Pope John Paul II, in a youth rally called "Papal Space Bridge '87," took center stage at the Universal Amphitheater Tuesday before a crowd of 6,000 screaming, cheering young Catholic fans and linked by satellite to similar gatherings in three other states.
The event had the trappings of a major television production with the Pope stepping out from behind a black curtain as a band played an upbeat version of "He's Got the Whole World in His Hands" and the crowd clapped, whistled and hollered approval.
"We love you, John Paul II!" the audience chanted as the pontiff, who seemed somewhat surprised at the exuberance of those in the seats, touched the hands and patted the heads of of those nearest the stage while saying "good young people, good young people . . . thank you very much."
Still, the rally had some serious messages. The Pope used the occasion to stress that hope and faith in God can give purpose to life. "Why does it sometimes happen that a seemingly healthy person, successful in the eyes of the world, takes an overdose of sleeping pills and commits suicide.
"Why, on the other hand, do we see a seriously disabled person filled with great zest for life . . . The one has lost all hope; in the other, hope is alive and overflowing . . . Hope comes from someone else, someone beyond ourselves."
The enthusiastic crowd launched into an opening prayer even before the Pope, who was supposed to lead them, could say "Our Father."
A two-way television satellite hookup linked those assembled at the amphitheater with 6,000 more youths gathered in Portland, Ore., in Denver, and in St. Louis.
The Pope first prayed with the youths, ages 15 to 25, addressed them, listened to their questions and responded. The pontiff knew in advance the questions that would be asked by the youths, but his answers were not scripted.
In his message, the Pope urged young people to keep hope and to consider vocations to a religious life as priests, nuns and brothers.
Although the church has grown by 5 million new members since he last visited in 1979, 40% of young Catholics stop going to Mass and drift away from Church life between the ages of 15 and 29. Meanwhile, Catholic schools are declining in enrollments and financial support.
"In the past, the Church in the United States has been rich in vocations to the priesthood and religious life," said the pontiff. "And it could be especially true today."
Joy of Celebrating Mass
Using his own life as an example, he added: "Nothing means more to me or gives me greater joy than to celebrate Mass each day and to serve God's people in the church. That has been true ever since the day of my ordination as a priest. Nothing has changed it, not even becoming Pope."
One youth asked, "What motivated you to come to the United States this time?"

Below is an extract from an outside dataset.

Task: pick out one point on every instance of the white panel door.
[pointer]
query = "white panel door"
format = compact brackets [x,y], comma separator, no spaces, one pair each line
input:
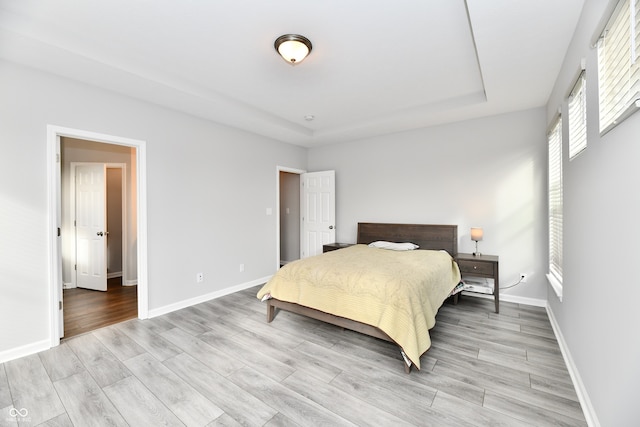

"Perhaps that means I should not have come to the United States?" joked the pontiff.
"Noooooo!" shouted those in the audience.
From Denver, a couple asked what are the potential vocations for the young and newly married.
"I should say that the first ministry you have is to be faithful to the Holy Spirit," answered the Pope. "My best wishes to your young family."
Groups from each city offered gifts to the pontiff.
From Portland he received a "gift of service" in which students donated a day of their time to comfort the homeless. From Denver he received a song dedicated to the Virgin Mary. Those in St. Louis said they would give alms to the "sick, shunned and imprisoned."
"This proves the traditional generosity of the people of the United States is carried on by the young generation," said the Pope.
The gift from Los Angeles was especially emotional. Tony Melendez of Chino, who has no arms, sat on a chair and played a Christian song on 12-string guitar with his feet. The words of the song included, "Today is like no other day before . . . you and I will never be the same."
When the song was over, the Pope strode forward, stepped off the stage and up to the grateful young bearded man whose eyes grew misty when he and the Pope kissed.
"You are a truly courageous young man," said the Pope. "You are giving hope to all of us."
After the event, Melendez said, "I really feel honored right now . . . and I'm so excited I haven't slept in three days."